B. Description of Transfer

As specified in Annex A of the DPA.

C. Competent Supervisory Authority

The competent supervisory authority will be determined in accordance with the criteria set forth in Clause 13 of the SCCs, provided that if the data exporter is not established in an EU Member State and has not appointed a representative, the Cyprus Supervisory Authority shall act as the competent supervisory authority.

ANNEX II: Technical and organisational measures including technical and organisational measures to ensure the security of the data is to be required by the Customer additionally.
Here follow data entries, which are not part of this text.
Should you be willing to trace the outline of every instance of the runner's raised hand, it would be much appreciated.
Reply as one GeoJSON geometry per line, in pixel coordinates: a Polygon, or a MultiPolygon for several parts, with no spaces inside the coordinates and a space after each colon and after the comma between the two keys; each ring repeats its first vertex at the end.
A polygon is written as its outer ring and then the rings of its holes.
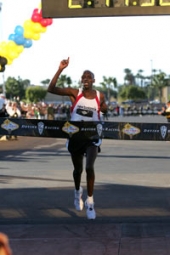
{"type": "Polygon", "coordinates": [[[63,59],[61,62],[60,62],[60,65],[59,65],[59,69],[60,70],[63,70],[64,68],[66,68],[69,64],[69,60],[70,58],[68,57],[68,59],[63,59]]]}

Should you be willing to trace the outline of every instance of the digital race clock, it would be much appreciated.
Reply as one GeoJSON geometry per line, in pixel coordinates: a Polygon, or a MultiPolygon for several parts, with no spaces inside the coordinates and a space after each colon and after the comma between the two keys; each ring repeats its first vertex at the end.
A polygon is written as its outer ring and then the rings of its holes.
{"type": "Polygon", "coordinates": [[[44,18],[170,15],[170,0],[42,0],[44,18]]]}

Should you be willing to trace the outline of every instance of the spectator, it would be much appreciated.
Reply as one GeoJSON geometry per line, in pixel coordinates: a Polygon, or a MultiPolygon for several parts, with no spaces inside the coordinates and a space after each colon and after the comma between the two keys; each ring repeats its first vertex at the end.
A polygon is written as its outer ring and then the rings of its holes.
{"type": "Polygon", "coordinates": [[[47,107],[47,119],[48,120],[54,120],[54,105],[49,104],[47,107]]]}
{"type": "Polygon", "coordinates": [[[21,117],[21,110],[19,109],[17,102],[12,102],[11,106],[8,106],[7,112],[11,118],[21,117]]]}
{"type": "MultiPolygon", "coordinates": [[[[7,112],[9,114],[10,118],[21,118],[21,110],[18,107],[17,102],[12,102],[11,106],[7,108],[7,112]]],[[[8,139],[14,138],[15,140],[17,140],[17,136],[8,136],[8,139]]]]}
{"type": "Polygon", "coordinates": [[[9,117],[5,104],[3,104],[2,109],[0,110],[0,117],[9,117]]]}
{"type": "Polygon", "coordinates": [[[4,94],[0,94],[0,109],[2,109],[4,104],[6,104],[5,96],[4,94]]]}
{"type": "Polygon", "coordinates": [[[27,113],[26,113],[27,119],[34,119],[34,107],[32,104],[29,104],[27,107],[27,113]]]}
{"type": "Polygon", "coordinates": [[[162,107],[162,111],[158,111],[158,114],[165,116],[167,121],[170,122],[170,101],[166,103],[165,107],[162,107]]]}
{"type": "Polygon", "coordinates": [[[0,233],[0,255],[12,255],[8,236],[4,233],[0,233]]]}

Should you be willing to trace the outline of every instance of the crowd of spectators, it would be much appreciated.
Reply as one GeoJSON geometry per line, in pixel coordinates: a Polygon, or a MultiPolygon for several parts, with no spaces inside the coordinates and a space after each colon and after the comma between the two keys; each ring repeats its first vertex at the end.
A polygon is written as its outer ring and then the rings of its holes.
{"type": "MultiPolygon", "coordinates": [[[[7,100],[0,94],[0,117],[23,118],[23,119],[47,119],[47,120],[70,120],[71,104],[69,102],[55,103],[25,103],[19,98],[7,100]]],[[[126,116],[154,116],[165,108],[165,104],[152,103],[130,103],[118,104],[112,102],[108,104],[108,112],[101,113],[103,121],[111,121],[113,117],[126,116]]],[[[0,136],[1,138],[1,136],[0,136]]],[[[7,136],[7,139],[17,140],[17,136],[7,136]]]]}
{"type": "Polygon", "coordinates": [[[26,119],[70,119],[70,104],[68,103],[25,103],[19,98],[7,100],[2,95],[3,104],[0,109],[0,117],[26,118],[26,119]]]}
{"type": "Polygon", "coordinates": [[[158,115],[158,111],[164,105],[162,103],[153,104],[148,102],[127,104],[110,103],[108,105],[108,117],[158,115]]]}
{"type": "MultiPolygon", "coordinates": [[[[0,98],[3,98],[2,95],[0,95],[0,98]]],[[[118,116],[158,115],[158,111],[164,105],[161,103],[119,104],[117,102],[111,102],[108,104],[108,113],[102,117],[105,120],[109,120],[110,117],[118,116]]],[[[14,98],[13,100],[4,98],[4,103],[0,109],[0,117],[69,120],[70,106],[71,104],[69,102],[25,103],[20,101],[19,98],[14,98]]]]}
ANNEX III: List of Subprocessors: As specified in the Dashboard System.

Annex С-3

International Data Transfer Addendum to the EU Commission Standard Contractual Clauses - UK

PART 1. TABLE

Table 1. Parties

Commencement date: when the restricted transfer is to be conducted

The Parties' details:

Exporter: Customer

Importer: Sumsub

Key Contact: as specified in DPA

Table 2. Selected SCCs, Modules and Selected Clauses

Addendum EU SCCs: The version of the Approved EU SCCs (stated in Annexes C-1 and C-2) to which this Addendum is appended, detailed below, including the Appendix Information.

Table 3. Appendix Information

ANNEX IA: List of Parties: As specified in the preamble of the SCCs (stated in Annex C-1 and/or Annex C-2).

ANNEX IB: Description of Transfer: As specified in Annex A to the DPA.

ANNEX II: Technical and organisational measures including technical and organisational measures to ensure the security of the data is to be required by the Customer additionally.

ANNEX III: List of Subprocessors: As specified in the Dashboard System.